Sunday 29 November 2015

Olive oil season in Istria

In Istria, olive-picking season starts in October and continues until late November. This is usually the time when olives are ripe and ready to be picked. Of course some varieties ripen faster than others, so those are the ones that have to be picked first. And in the south of the peninsula, picking usually starts earlier than in central or northern Istria.

This year was a very good year for olives because of the long, hot and dry summer we had. Last year, however, was terrible because of a very wet summer, conditions that were favourable for the destructive olive fly.

Some olive growers prefer to pick their olives before they’re fully ripe, and just as their colour starts to change from green to purple, because this increases the polyphenol (a type of micronutrient and anti-oxidant) content of the oil, and preserves its nutritional properties. Others prefer to wait until their olives are completely ripe and have fully purple skins because this will result in a larger quantity of oil. It’s a matter of taste, and quality over quantity.

We have a small olive tree in our courtyard and this year it produced its first olive! Of course we are far from having enough fruit to make even a thimble of oil… But this year we had the chance to experience an olive harvest when we helped a neighbour pick his olives.

His olive grove is not far from the village, situated on the side of a hill which has been terraced so that each tree gets maximum sun exposure. His trees are less than ten years old and he keeps pruning the branches so that they grow outwards rather than upwards. As a result the trees are not very tall and it was easy to hand pick the olives.

We spread a net on the ground around the tree so that it would catch all the falling olives. The olives are plucked off the branches by hand, or by using a small hand rake. I preferred to simply pluck them by hand off the branches, working one branch at a time. Those using the rakes just let them drop on the net below, and once all the olives had been removed from the tree, they’re picked up off the net. Inevitably leaves and twigs get mixed up with the olives and these have to be separated. We were a group of six working on each tree and I was surprised at how quickly we could finish one tree. Of course some trees had more olives than others, and the fruit varied according to the variety: some were fat and juicy, while others were much smaller. I enjoyed this work better than grape picking, even though grape picking is less tedious.

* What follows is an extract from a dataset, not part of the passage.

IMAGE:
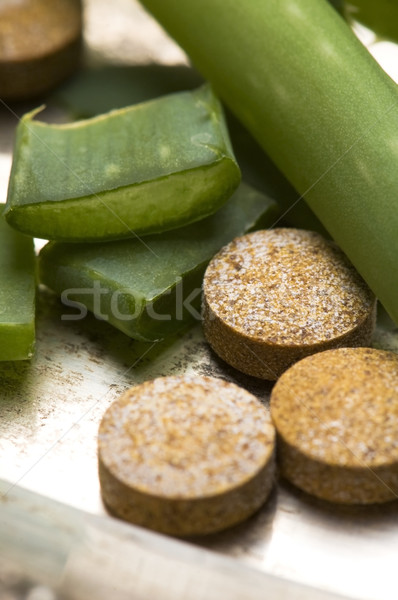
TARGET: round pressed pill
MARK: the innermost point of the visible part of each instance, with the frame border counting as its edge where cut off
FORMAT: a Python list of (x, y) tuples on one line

In Istria, food is an important part of any activity. So once we had finished picking for the day, it was time to eat. We had an improvised picnic on the hilltop and enjoyed the last warm days of Autumn.

Olives should be pressed within 24 hours of picking so that their nutritional value is preserved as much as possible. So that evening we headed to the local oil mill… the subject of my next blog post!


  1. Interesting post.Thanks for sharing your olive tales.

  2. What a picturesque spot in which to harvest olives! What did your post-harvest picnic consist of?

    Later this week, we are set to try the olive oil produced from the grapes we picked last month. I do wonder if it's too late in the season to try to observe a pressing taking place?

    1. There's nothing like newly pressed oil -- enjoy!